Na semana passada, o STF derrubou resoluções do Tribunal Superior Eleitoral que suspendiam o registro de diretórios estaduais e municipais dos partidos que não prestassem nenhuma conta de seus gastos eleitorais. O Supremo, por maioria, entendeu que isso só pode acontecer com o “trânsito em julgado” e que o TSE não poderia criar sanções diversas das previstas em lei, abrindo outra porta para o uso liberal da verba eleitoral.

O caixa dois, por seu lado, não deixou de existir. Os itens do projeto de lei do ministro Sergio Moro, que tipificavam o crime, hoje mal e indiretamente contemplado em um artigo do Código Eleitoral, foram retirados do projeto e tramitarão individualmente - seu destino é dormir em um escaninho do Congresso. O reforço de punições por caixa dois está no limbo na Comissão de Finanças da Câmara.
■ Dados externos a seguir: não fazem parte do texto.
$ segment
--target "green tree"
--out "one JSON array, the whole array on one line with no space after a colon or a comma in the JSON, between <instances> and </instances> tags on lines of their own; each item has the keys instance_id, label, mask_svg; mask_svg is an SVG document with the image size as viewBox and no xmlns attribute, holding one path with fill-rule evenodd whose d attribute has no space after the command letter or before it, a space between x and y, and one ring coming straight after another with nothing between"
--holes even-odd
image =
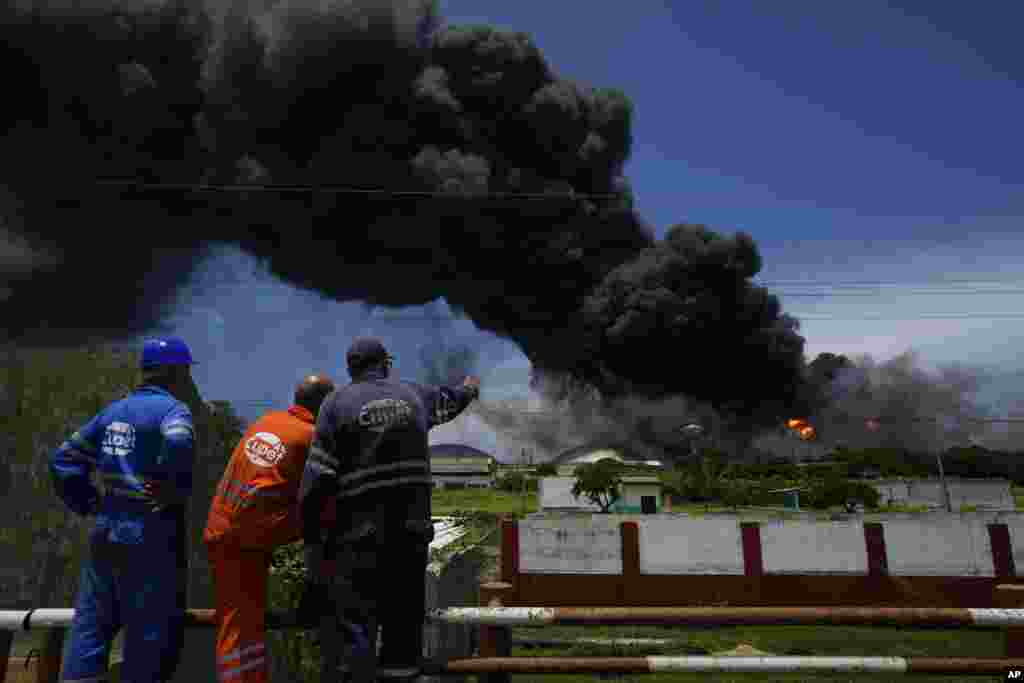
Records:
<instances>
[{"instance_id":1,"label":"green tree","mask_svg":"<svg viewBox=\"0 0 1024 683\"><path fill-rule=\"evenodd\" d=\"M683 492L698 501L720 498L725 480L734 470L735 466L728 462L724 453L707 450L699 462L684 468Z\"/></svg>"},{"instance_id":2,"label":"green tree","mask_svg":"<svg viewBox=\"0 0 1024 683\"><path fill-rule=\"evenodd\" d=\"M4 455L12 479L5 501L16 516L5 524L0 555L8 566L22 566L26 575L38 577L33 600L65 605L73 598L90 523L56 497L49 456L75 429L134 388L138 357L103 346L4 351L0 433L7 435Z\"/></svg>"},{"instance_id":3,"label":"green tree","mask_svg":"<svg viewBox=\"0 0 1024 683\"><path fill-rule=\"evenodd\" d=\"M622 473L619 463L611 458L602 458L594 463L577 465L573 470L576 481L572 485L572 495L579 499L586 497L594 505L607 513L620 497L619 485Z\"/></svg>"},{"instance_id":4,"label":"green tree","mask_svg":"<svg viewBox=\"0 0 1024 683\"><path fill-rule=\"evenodd\" d=\"M542 462L537 465L536 472L538 477L554 477L558 474L558 467L552 462Z\"/></svg>"}]
</instances>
Os partidos brasileiros são repartições públicas, e não, como em países de democracia vigorosa, entidades privadas custeadas por seus apoiadores e por atividades próprias. Não há a menor necessidade de ampliar filiados e debater ideias se a sobrevivência está assegurada com dinheiro público. Por isso maioria deles nada representa.